106. A method of transferring a molecule to an array, said method comprising:

obtaining an array having a surface, wherein said array comprises a plurality of capture probes;

obtaining a preformed porous material, wherein said preformed porous material comprises said molecule; and

providing said preformed porous material to said surface such that said material is in fluid contact with said surface, thereby transferring said molecule to said array.

107. The method of claim 106, wherein said preformed porous material comprises a fibrous material.

108. The method of claim 106, wherein said preformed porous material comprises a gel matrix.

109. The method of claim 106, wherein said preformed porous material is attached to a non-porous backing.

110. The method of claim 106, wherein said molecule is dissolved or suspended in a liquid.

111. The method of claim 106, wherein said molecule is dried or lyophilized.

112. The method of claim 106, wherein said molecule is a protein.

113. The method of claim 112, wherein said protein is an enzyme used for nucleic acid sequencing.

114. The method of claim 106, wherein said providing the preformed porous material to the surface further comprises applying pressure to the porous material.

115. The method of claim 106, further comprising performing a binding reaction by allowing the molecule to bind with at least one of said capture probes.

116. The method of claim 115, wherein said preformed porous material is in fluid contact with the surface during the binding reaction.

117. The method of claim 115, wherein said preformed porous material comprises different molecules that bind to different capture probes of said plurality of capture probes.

118. The method of claim 106, further comprising removing said preformed porous material from said array, thereby removing fluid from said array.

119. The method of claim 106, further comprising providing an additional porous material to said array.

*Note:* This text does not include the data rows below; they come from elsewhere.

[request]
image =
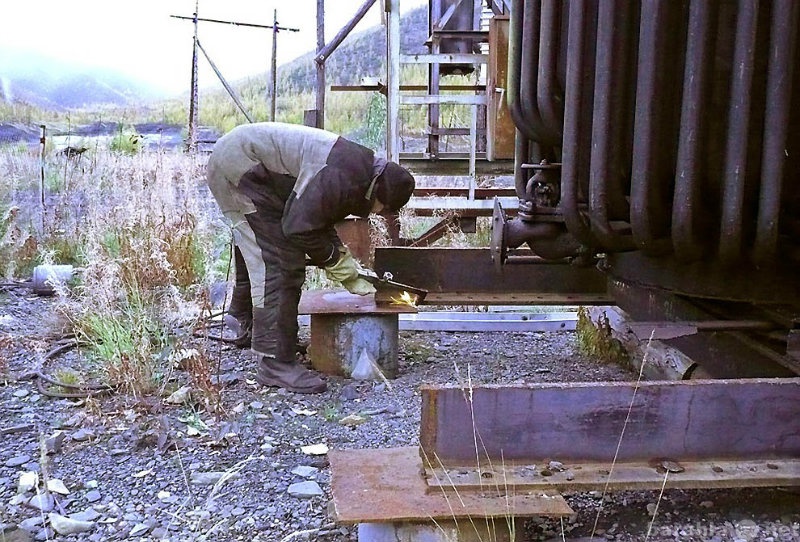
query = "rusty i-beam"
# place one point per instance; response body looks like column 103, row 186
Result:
column 701, row 433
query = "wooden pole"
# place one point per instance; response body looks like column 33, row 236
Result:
column 191, row 143
column 274, row 90
column 320, row 102
column 393, row 80
column 43, row 144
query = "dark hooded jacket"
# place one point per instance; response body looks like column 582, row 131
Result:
column 308, row 179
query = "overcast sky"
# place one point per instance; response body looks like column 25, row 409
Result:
column 139, row 38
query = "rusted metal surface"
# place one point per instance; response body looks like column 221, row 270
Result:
column 500, row 128
column 621, row 476
column 728, row 354
column 456, row 191
column 680, row 136
column 671, row 330
column 471, row 271
column 341, row 302
column 684, row 421
column 342, row 344
column 453, row 164
column 387, row 485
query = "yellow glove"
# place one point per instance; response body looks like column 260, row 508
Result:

120. The method of claim 119, wherein said additional porous material contacts said preformed porous material.

121. The method of claim 119, wherein said preformed porous material is removed prior to providing said additional porous material to said array.

122. The method of claim 106, wherein said preformed porous material is smaller than the area of said surface of the array.

123. A kit for transferring a molecule to an array, said kit comprising:

an array having a surface, wherein said surface comprising a plurality of capture probes; and

a preformed porous material, wherein said preformed porous material comprises a molecule.

124. A method for detecting a molecule, said method comprising:

obtaining a preformed porous material, wherein said preformed porous material comprises said molecule;

providing said preformed porous material to said surface such that said preformed porous material is in fluid contact with said surface, whereby said molecule becomes bound to at least one of said capture probes of said array; and

detecting said molecule bound to said capture probe.

125. A array system comprising:

an array having a surface, wherein said array comprises a plurality of capture probes; and

a preformed porous material comprising a molecule, said preformed porous material being in fluid contact with said array.